Un travail d’ampleur en Bolivie
Connue pour ses compétences dans le domaine de l’art rupestre, Françoise est mise en contact par les Musées royaux d’Art et d’Histoire avec un archéologue belge résidant en Bolivie, Philippe Delcourt. Ensemble, ils se fixent une zone d’étude bien précise : la vallée du Rio San Juan del Oro. Une bande de territoire de 120 km de long, au sud-est du pays, répartie sur les états de Chuquisaca, Tarija et Potosi à la frontière de l’Argentine. Cette région est située à 2.500 m d’altitude avec des sommets sur les versants allant jusqu’à 3.000, voir 3.200 m. Les déplacements n’y sont pas faciles, le corps doit s’adapter. Par contre, ce type d’archéologie présente un grand avantage. Elle est en effet beaucoup moins coûteuse que des fouilles. Une petite équipe suffit grâce au fait que ces dessins sont visibles sur les parois rocheuses à l’air libre et que la recherche ne comporte pas d’excavations. La prospection s’est basée sur une enquête auprès des villageois et s’est ensuite accompagnée d’une sensibilisation à la conservation de ces vestiges. Les déplacements se font en jeep et les maires ou directeurs d’école mettent pour les nuits une salle de classe à leur disposition. C’est rudimentaire mais efficace.
Une analyse iconographique minutieuse a permis de situer ces œuvres entre le IXe et le XVIe siècle et de les attribuer à la culture Chicha.

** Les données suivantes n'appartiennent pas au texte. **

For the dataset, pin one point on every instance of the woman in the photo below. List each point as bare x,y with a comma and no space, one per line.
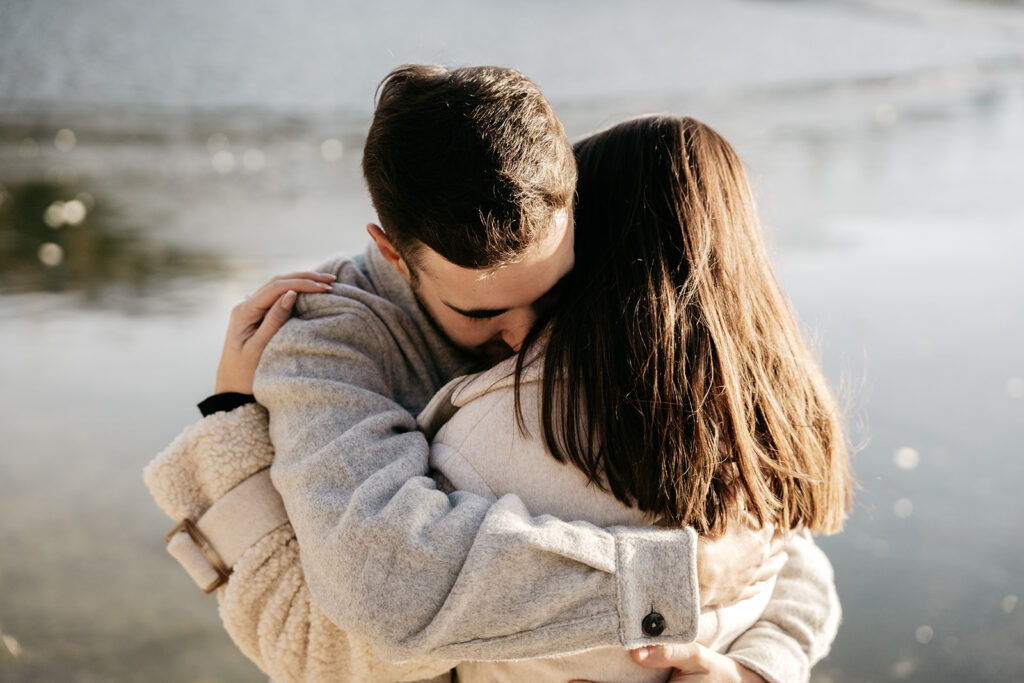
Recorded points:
707,409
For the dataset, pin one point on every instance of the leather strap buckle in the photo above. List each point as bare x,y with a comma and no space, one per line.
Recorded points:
206,548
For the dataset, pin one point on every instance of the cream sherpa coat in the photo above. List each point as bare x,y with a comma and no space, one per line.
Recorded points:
265,606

D’après leur localisation, celles-ci semblent avoir principalement servi à baliser d’anciennes routes caravanières et les sujets traités reflètent l’importance de ce trafic dès l’époque préhispanique.
La travail effectué par Françoise et son équipe est reconnu, apprécié et soutenu par les différentes instances scientifiques dont la Société des Américanistes de Belgique, le SPP (Service public de programmation de la Politique scientifique fédérale) et les Musées royaux d’Art et d’Histoire de Bruxelles où elle a travaillé pendant plusieurs années.